KENTUCKY (3/24/13) – Also called Pesach, which means to “pass over,” a Jewish festival that commemorates the exodus of the Jews from Egypt. This week long festival is observed by Jews with a number of rituals.
When Joseph moved his family during the famine from his homeland of Canaan, for many years the Israelites lived in harmony. However, when the population of Jews began to grow, Egyptians began to see them as a threat. After the death of Joseph and his brothers, a hostile pharaoh ordered enslavement and drowning of firstborn sons of the Jews. Thankfully there was one firstborn that was saved by the pharaoh’s daughter and she raised him as if he was her own son, named Moses. According to the Old Testament, Moses requested for the pharaoh to release the Jews from slavery but was denied by the pharaoh. God then punished the Egyptians by sending ten plagues to Egypt which included: Water to Blood, Frogs, Lice, Flies, Livestock Disease, Boils, Thunder and Hail, Locust, Darkness and Death of firstborn.

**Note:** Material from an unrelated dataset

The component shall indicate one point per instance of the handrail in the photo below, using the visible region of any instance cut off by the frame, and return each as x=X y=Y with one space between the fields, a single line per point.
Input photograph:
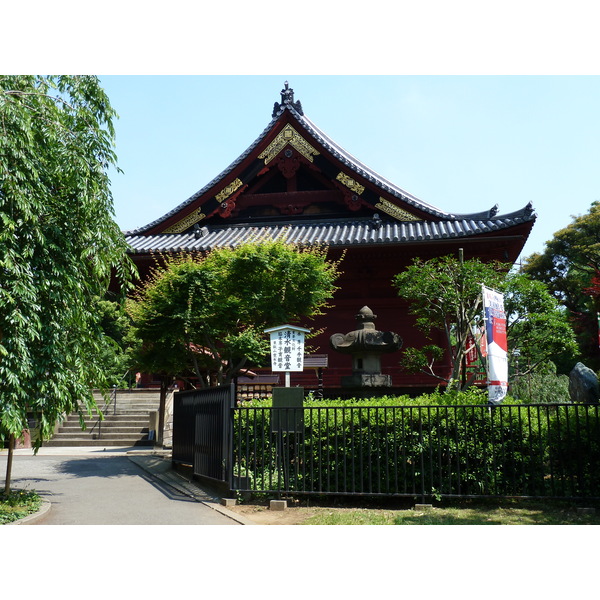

During the tenth plague, Jews marked their doors with blood of a sacrificed lamb so that the Angel of Death would “Passover” them. Finally after the tenth plague the pharaoh released the Jews. The Jews quickly gathered their belongings, while the Jews were fleeing; the pharaoh changed his mind and sent out his army to go after them. God then parted the Red Sea just long enough for Moses to lead the Jews safely then let the water close on the Egyptian soldiers, drowning them all.
In today’s home, the first nights, Passover is celebrated by Seder or feasting. During the ceremonial dinner, the reading from the Haggadah and eating symbolic foods such as: dipping spring veggies in salt water to symbolize the tears shed by the slaves, bitter herbs to symbolize the bitterness of slavery, charoset that symbolizes the mortar that slaves made their bricks from and matzah. Matzah is unleavened bread that is like a flatbread that was taken in baskets in the journey back to Israel and baked in the sun. Before Passover begins, Jews are to remove all leavened bread, this is called chametz.
Children play a huge role in the celebration of Passover. They are expected to take part in many of the customs.
The day before Passover, “Fast of the Firstborn” is started. This is where some firstborn sons fast in remembrance of the firstborn Jewish males who were spared from the slaughter in Egypt.